Passion. C'est dit, c'est écrit. Tout naturellement, le mot m'est venu pour décrire cet embrasement permanent, en chaud ou en froid.

Qui se moque de la mesure, de la décence, des habitudes. Un sentiment assez puissant pour décider d'un nouvel ordre de nos existences.  

Gisèle Halimi in Histoire d'une passion.

 

 

Le chagrin enkysté

 

"J’ai été frappée par mon animalité durant l’accouchement et celle de mon bébé dans ses premiers instants. Nous sommes des animaux, mais avons peu de moment dans nos vies de tous les jours pour nous le rappeler. En écrivant ce texte j’ai même naturellement élargit mon animalité au monde vivant en général. Mes bras deviennent rivières et mon ventre une montagne. " Oriane Lacaille

 

Ce texte de cette jeune artiste Oriane Lacaille m'a ramenée à la rivière de larmes contenue dans un corps refermé sur lui-même, dans un chagrin, enkysté depuis plus de dix ans.

L'anamnèse de cette patiente, toute de noir vétue, ne démontre aucune altération de lien précoce. Celle que je nomme Pétra  - en hommage à la cité située entre la mer Rouge et la mer Morte, est taillée dans le roc. Une jeune femme forte mais isolée d'elle même. Elle est peu à l'aise d'être là, de parler d'elle, de dire ce qui ne va pas : depuis décembre, elle vit des crises de panique, avec nausées, sensation d'étranglement, impossibilité de conduire, insomnies et sudations. Elle s’inquiète aussi à propos des conséquences possibles : peur de se rendre à son travail, de perdre son travail, désinvestissement auprès de ses enfants. Elle craint de perdre la raison ou le contrôle d'elle-même. 

 

Peu à peu, des éléments non linéaires dans cette vie qu'elle me présente comme "sans accroc" apparaissent : dix années plus tôt, au printemps, elle se réjouissait, avec son conjoint, d'être enceinte. Lors de sa première échographie, le gynécologue a dit : "C'est terminé. Y'a plus rien à voir." Choisissez évacuation ou aspiration." Deux mots terriblement dénués de sens, alors qu'elle venait, avec candeur, faire connaissance avec ce début de vie.

 

Dix années plus tard, un travail de remémoration corporel a permis à Pétra de se souvenir en détail de tout ce qu'elle avait vécu chez ce gynécologue : incompréhension, colère, tristesse, déception, culpabilité, sentiments d'injustice et de vide. Voilà le flot d'émotions qu'elle a pu déverser. 

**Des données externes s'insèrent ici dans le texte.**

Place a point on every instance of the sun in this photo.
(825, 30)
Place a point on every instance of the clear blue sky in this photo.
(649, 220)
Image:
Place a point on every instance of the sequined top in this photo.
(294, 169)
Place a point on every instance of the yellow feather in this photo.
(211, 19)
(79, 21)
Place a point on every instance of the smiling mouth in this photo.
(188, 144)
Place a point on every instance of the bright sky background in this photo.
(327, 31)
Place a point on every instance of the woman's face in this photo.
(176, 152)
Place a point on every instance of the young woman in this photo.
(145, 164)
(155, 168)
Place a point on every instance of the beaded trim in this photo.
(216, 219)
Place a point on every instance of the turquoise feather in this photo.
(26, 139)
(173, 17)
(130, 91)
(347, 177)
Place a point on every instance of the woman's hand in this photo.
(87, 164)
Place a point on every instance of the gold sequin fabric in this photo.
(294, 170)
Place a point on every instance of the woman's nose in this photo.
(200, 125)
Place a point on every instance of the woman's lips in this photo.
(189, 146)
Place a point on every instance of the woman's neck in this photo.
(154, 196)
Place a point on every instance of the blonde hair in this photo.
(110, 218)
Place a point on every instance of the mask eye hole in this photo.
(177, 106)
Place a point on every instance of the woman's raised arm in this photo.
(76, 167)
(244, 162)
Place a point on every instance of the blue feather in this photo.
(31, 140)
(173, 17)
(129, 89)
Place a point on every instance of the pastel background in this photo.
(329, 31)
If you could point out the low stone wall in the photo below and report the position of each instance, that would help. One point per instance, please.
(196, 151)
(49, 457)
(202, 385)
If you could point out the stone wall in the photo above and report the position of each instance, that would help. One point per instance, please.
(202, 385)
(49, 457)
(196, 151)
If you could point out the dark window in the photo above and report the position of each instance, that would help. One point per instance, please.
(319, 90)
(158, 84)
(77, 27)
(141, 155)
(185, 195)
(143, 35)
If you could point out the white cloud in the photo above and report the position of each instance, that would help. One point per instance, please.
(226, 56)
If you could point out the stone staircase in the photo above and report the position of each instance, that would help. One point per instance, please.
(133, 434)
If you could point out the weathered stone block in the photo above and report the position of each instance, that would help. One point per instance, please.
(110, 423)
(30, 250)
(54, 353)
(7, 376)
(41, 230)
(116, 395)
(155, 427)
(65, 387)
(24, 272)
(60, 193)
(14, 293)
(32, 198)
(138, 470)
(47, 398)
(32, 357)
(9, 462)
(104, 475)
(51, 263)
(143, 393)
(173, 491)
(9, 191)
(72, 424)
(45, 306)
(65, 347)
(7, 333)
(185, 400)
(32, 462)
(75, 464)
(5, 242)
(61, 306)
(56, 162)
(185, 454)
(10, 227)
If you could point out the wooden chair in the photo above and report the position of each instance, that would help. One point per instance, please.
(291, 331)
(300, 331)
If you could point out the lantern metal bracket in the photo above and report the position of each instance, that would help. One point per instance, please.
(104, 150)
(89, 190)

Pétra et son conjoint ont été bouleversés par une mort in utero.

Bowlby dans Attachement et perte (1984) suggère d’attendre un an avant de concevoir un autre enfant mais, à la suite d’une perte périnatale, les taux de conception augmentent en raison d’une sorte de compulsion à remplacer l’enfant (Vogel et Knox, 1975 ; Park et al., 1979). 

Dans ce cas précis, un autre enfant a été conçu peu de temps après, avec un déni de grossesse - devinée par le père au cinquième mois -.
L'enfant vagissant a reçu en prénom, le même que ce fœtus mort dans l'œuf. 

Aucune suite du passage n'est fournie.